Movement Disorders (MD)

We set up a database (approx. 1500 patients). At this moment, a large NEMO/ZonMW-TOP project is running with the aim to use machine learning algorithms to classify different types of movement disorders using 3D-video, sensors and EMG activity.

In addition, good phenotyping is used to describe patients with different (rare) movement disorders, such as myoclonus dystonia, progressive myoclonus ataxia, task-specific dystonia (‘zwabberbeen’), ‘Noordzeeziekte’, and different metabolic disorders with movement disorders, such as Niemann Pieck disease. Phenotyping is focused on both motor and non-motor symptoms, such as psychiatry and cognition, and quality of life.

We discover new genes that underlie movement disorders and unravel the pathophysiology of and mechanisms behind several diseases. Our clinical deparment collaborates closely with the Dept. of Genetics, the Dept. of Biomedical Sciences of Cells and Systems (BSCS) and the Dept. of Nuclear Medicine & Medical Imaging (NMMI).

BSCS is doing a lot of research into iron storage diseases such as neuro-degeneration with brain iron accumulation (NBIA). In our genetic studies, we focus on network analyses of genes involved in movement disorders to determine new candidate genes. Electrophysiological studies give insight into the pathophysiology of tremor myoclonus and dystonia.

In collaboration with NMMI (fMRI and PET), we study the brains networks involved in different movement disorders (also part of the NEMO/ZonMW-TOP project).

Pathophysiology of Parkinson’s disease (PD) and personalised medicine, with a main focus on the gut-brain axis, the role of inflammation and the development of PD-related dementia and visual hallucinations. For this reason, the DUPARC cohort was started, which is a dopa-naïve de novo PD cohort with >150 participants, who are deeply phenotyped with MRI, dopaminergic- (F-DOPA PET) and cholinergic imaging (FEOBV-PET), gut microbiome analysis (16S and metagenomics), optical coherence tomography and neuropsychological examination, in combination with genotyping (GSA-MD and single cell RNA sequencing).

Lifelines-DEEP participants serve as valuable controls in this study design. Another line of research is related to the treatment of visual hallucinations by means of rTMS, using advanced techniques to image brain network connectivity, as a basis for rTMS treatment.

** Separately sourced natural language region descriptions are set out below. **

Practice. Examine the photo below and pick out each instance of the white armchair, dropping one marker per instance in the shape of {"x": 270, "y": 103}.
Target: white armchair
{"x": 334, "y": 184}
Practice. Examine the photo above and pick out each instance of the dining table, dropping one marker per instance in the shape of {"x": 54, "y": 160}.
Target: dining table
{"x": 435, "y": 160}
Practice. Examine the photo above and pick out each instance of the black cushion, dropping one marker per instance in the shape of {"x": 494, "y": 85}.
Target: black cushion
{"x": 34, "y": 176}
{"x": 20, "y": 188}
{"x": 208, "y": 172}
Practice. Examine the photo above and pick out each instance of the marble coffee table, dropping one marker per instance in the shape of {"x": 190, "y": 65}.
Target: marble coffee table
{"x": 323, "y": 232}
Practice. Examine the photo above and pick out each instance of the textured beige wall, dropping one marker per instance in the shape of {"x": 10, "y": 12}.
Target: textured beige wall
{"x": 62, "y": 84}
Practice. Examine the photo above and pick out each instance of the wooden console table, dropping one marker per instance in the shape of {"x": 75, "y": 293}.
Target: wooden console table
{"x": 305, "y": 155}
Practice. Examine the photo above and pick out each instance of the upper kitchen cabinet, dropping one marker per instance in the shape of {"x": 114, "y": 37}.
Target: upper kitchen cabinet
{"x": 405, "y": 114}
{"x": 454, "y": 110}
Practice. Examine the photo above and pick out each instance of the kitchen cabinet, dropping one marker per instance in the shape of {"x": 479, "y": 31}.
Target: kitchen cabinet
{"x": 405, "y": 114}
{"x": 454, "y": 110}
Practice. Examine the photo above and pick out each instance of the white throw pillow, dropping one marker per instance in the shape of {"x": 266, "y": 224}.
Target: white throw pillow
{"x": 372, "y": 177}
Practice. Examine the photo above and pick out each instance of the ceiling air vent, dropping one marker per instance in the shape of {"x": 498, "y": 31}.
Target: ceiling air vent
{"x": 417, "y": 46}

For treatment studies, we focus on the improvement of deep brain nucleus stimulation (DBS) for dystonia using electrophysiological measurements pre-, per and post-operatively. In the near future, a NBIA treatment trial will start in close collaboration with BSCS.

Innovative treatments, with a main focus on advanced treatments in PD, disease modification and the role of pharmacogenetics. Our TULIP cohort consists of 160 GBA1 patients, part of a national GBA1 cohort of over 500 patients, in which the clinical course of the different mutations is established. The TULIP cohort is also the basis for new therapeutics, focussing on lysosomal hypo/dysfunction, in order to modify the course of PD.

At this moment, the use of medication in PD is based on trial and error, which has to become more personalised, using a medication passport for PD patients. This passport is now being created and tested, including all genetic variants of receptors and enzymes, involved in the dopaminergic and cholinergic treatment of PD patients.

Value-based healthcare in PD, with a focus on analysing the outcomes of a new organisational model on regional PD-care. Since 2017, PD care in Groningen is organised in ‘Punt voor Parkinson’ (PVP), which is a regional PD expertise center. ​This center offers all advanced therapies, and coordinates professional education and clinical research for the northern regions of the Netherlands. The concept of PVP is now extended to other regions as well. Analysis of the costs and benefits of this model, focussing on value instead of volume is now ongoing, and will serve to definitely establish this new way of organising PD care.